Sparks And Shadows
Lucy A. Snyder

Horror World
Limited edition Trade Cover (300 signed copies), $18.95
Reviewed by Nickolas Cook

Gary Braunbeck, please don’t hit me, for I am a very happily married man, but …

Lucy Snyder! I have fallen in love with you!

At least your fiction.

Listen, people, I don’t want to oversell this collection of short stories, essay like observations, and poetry, but this has to be, hand’s down, the best collection I’ve read since Joe Hill’s 20th Century Ghosts.

I know; I know….thems fightin’ words round these horror parts. After all, Hill’s collection came virtually out of nowhere to take the horror reading public by storm, proving that horror was a multifaceted entity that could perpetuate beauty as well as terror.

It is my hope that Lucy Snyder’s collection will propel her to the forefront of the genre in much the same way. If any writer I’ve read this year deserves it, it’s her. Her talent is huge. Her personal vision is solid and clear. Her voice is loud and strong.

Let me put Sparks And Shadows in perspective:

Dipping into this collection is like meeting the coolest Goth chick at the party and spending several magical hours at the local Denny’s, drinking coffee and comparing jaded, cynical world views, mixing in a liberal amount of passion for good things and good people, empathy for all the wrongs and evil inherent in the human race. It’s the same way I felt after reading Poppy Z. Brite, Skipp and Spector, Dan Simmons, and Caitlin Keirnan for the first time. There’s a passionate urgency to her words, a sly sexuality, a downright filthy come hither-ness (I mean that in a good way, by the way) to her stories. They’ll make you blush and laugh, fume and cry. Her stories are, at times, unrelenting, fiery, and angry. At other times, she sways you into a state of serenity.
But at all times, she tells a damned good story.

Along the way Snyder gives us insight into the menstrual cycle (and, yes, it scared the crap out of me); shows us what love really means in a future world where only memory means anything; and opens her deepest heart to reveal personal fears and desires. Sparks And Shadows pulls no punches to make readers taste the sweat, blood and tears of what it’s like to be a woman in a man’s world. There is no coyness here, no demure ladylike caution in laying down the frustration and venom, nor the lust and love.

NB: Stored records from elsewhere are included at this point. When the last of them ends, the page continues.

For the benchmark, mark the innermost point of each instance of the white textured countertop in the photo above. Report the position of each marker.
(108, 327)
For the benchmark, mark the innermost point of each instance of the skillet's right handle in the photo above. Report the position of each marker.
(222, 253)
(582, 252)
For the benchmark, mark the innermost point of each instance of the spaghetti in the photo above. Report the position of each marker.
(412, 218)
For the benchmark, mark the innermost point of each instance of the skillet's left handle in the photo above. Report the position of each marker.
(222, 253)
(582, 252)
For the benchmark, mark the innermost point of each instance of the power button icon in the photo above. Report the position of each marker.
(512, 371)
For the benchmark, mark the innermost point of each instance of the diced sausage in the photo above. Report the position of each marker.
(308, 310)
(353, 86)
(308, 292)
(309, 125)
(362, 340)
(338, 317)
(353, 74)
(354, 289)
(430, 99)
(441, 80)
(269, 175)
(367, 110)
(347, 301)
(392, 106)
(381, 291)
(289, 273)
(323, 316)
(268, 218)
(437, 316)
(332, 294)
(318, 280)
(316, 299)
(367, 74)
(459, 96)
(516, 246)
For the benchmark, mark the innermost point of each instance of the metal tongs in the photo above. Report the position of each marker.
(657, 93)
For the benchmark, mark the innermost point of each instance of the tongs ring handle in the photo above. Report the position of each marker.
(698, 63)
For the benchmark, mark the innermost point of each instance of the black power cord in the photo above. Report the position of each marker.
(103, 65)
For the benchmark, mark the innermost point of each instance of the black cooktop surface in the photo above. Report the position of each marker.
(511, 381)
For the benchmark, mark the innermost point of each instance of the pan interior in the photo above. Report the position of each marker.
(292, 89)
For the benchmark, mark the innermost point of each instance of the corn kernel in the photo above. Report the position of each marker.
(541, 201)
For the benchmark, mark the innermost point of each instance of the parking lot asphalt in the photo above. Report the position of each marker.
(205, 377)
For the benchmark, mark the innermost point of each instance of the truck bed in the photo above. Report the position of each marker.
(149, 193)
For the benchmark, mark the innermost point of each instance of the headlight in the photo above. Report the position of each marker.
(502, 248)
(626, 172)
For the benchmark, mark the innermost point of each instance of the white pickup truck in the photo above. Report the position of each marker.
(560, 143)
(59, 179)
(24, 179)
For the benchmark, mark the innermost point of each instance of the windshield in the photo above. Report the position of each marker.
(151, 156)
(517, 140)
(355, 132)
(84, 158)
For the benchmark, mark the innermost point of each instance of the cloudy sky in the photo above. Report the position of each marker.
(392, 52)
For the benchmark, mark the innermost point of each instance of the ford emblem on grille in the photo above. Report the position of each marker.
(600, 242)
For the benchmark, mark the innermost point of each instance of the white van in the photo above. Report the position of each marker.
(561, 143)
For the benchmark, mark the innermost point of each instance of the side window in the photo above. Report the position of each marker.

Lucy Snyder does away with all that and breaks the taboos, tears down the walls between sexes, and, yes, she even made me cry. These tales brook no weakness. Almost every single one is empowerment incarnate.

Lucy Snyder means business, people. She is here to kick ass and take names.

Get this collection if you can. You will not regret getting in on the ground level of a writer who is most definitely destined for bigger things.

Sparks And Shadows is another fine selection from Horror World, a press that has again proven its ability to find greatness. Keep up the good work, guys.